OPINION Spring means budget season at the San Francisco Unified School District.
Under the state Education Code, the SFUSD is required to present its proposed budget to the public. But each year the published budget leaves out the actual amounts of money that the district spent on each item in the previous year. It doesn't even include the past year's budgeted amount.
The public only receives a wish list of the district's proposed requested amounts for each budget item.
Recently, the SFUSD negotiated a new contract with its largest union, United Educators of San Francisco. The contract gives an 8.5 percent raise to the district's hardworking teachers, paraprofessionals, and nurses. In the fall the mayor and his staff mediated a new contract with a 4 percent raise for the SFUSD's second-largest union, SEIU Local 790. United Administrators of San Francisco also negotiated a new contract with the SFUSD in the early spring.
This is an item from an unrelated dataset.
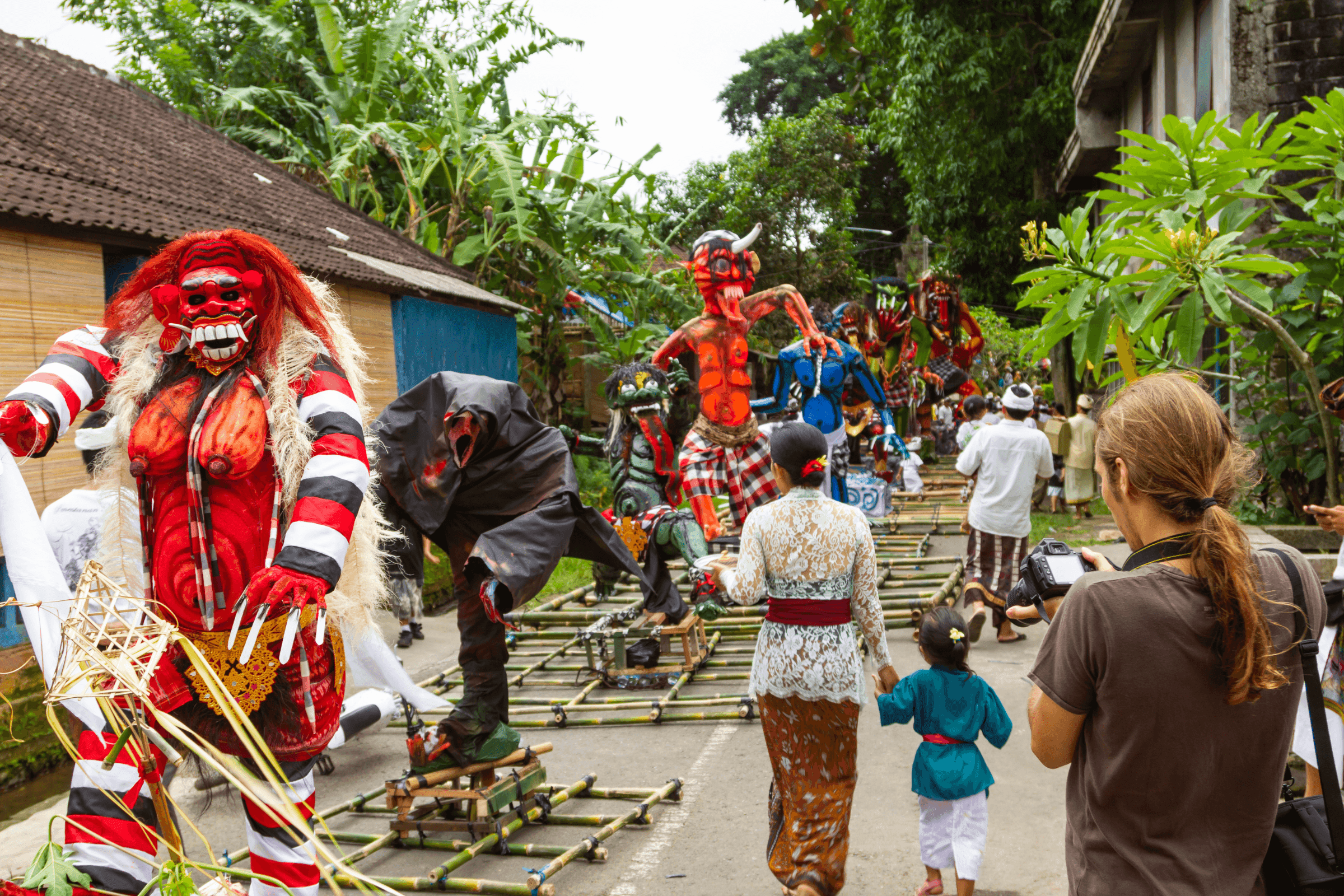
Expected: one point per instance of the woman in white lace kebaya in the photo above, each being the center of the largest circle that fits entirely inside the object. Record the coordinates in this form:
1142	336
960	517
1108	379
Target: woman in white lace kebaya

At the same time, both federal and state funding for education has decreased. The SFUSD's enrollment has also declined over the last 30 years. So the San Francisco Board of Education closed four schools and two child care centers in 2005. Three more schools are scheduled to close in June, while another two elementary schools are scheduled to be "merged" with two other schools.
Last year it was revealed that a reserve fund for a new school of the arts had been used to meet the district's budget shortfalls. That reserve fund is now being repaid by funds that the SFUSD gets from developer fees.
The district is projecting a deficit of $5.8 million for the next fiscal year and an even greater deficit in 2007 and 2008. The board will have to make difficult choices in order to balance the next year's budget in these challenging times. It also must pass a budget that is accepted by its stakeholders — parents, teachers, paraprofessionals, janitors, clerks, other key staff, and the community.
But that can only happen if the district brings parents and other stakeholders meaningfully into the budget process. People can only participate if they have useful information — like how much the district has spent on budget items in the past as well as how much the district wants to spend on those items in the next fiscal year.
Other public school districts, like Fresno's, have developed budgets that are easy to follow. The budged of the city and county of San Francisco allows its stakeholders to participate in the budget process by showing each item's "actual money spent" and the previous year's budget amount.
A transparent budget that everyone understands is the only way we as a community can hold the district accountable and build more public trust and support in our schools. SFBG
Kim Knox is an education activist who is running for San Francisco School Board in November 2006.
The SFUSD will be having a community budget workshop at Everett Middle School May 13.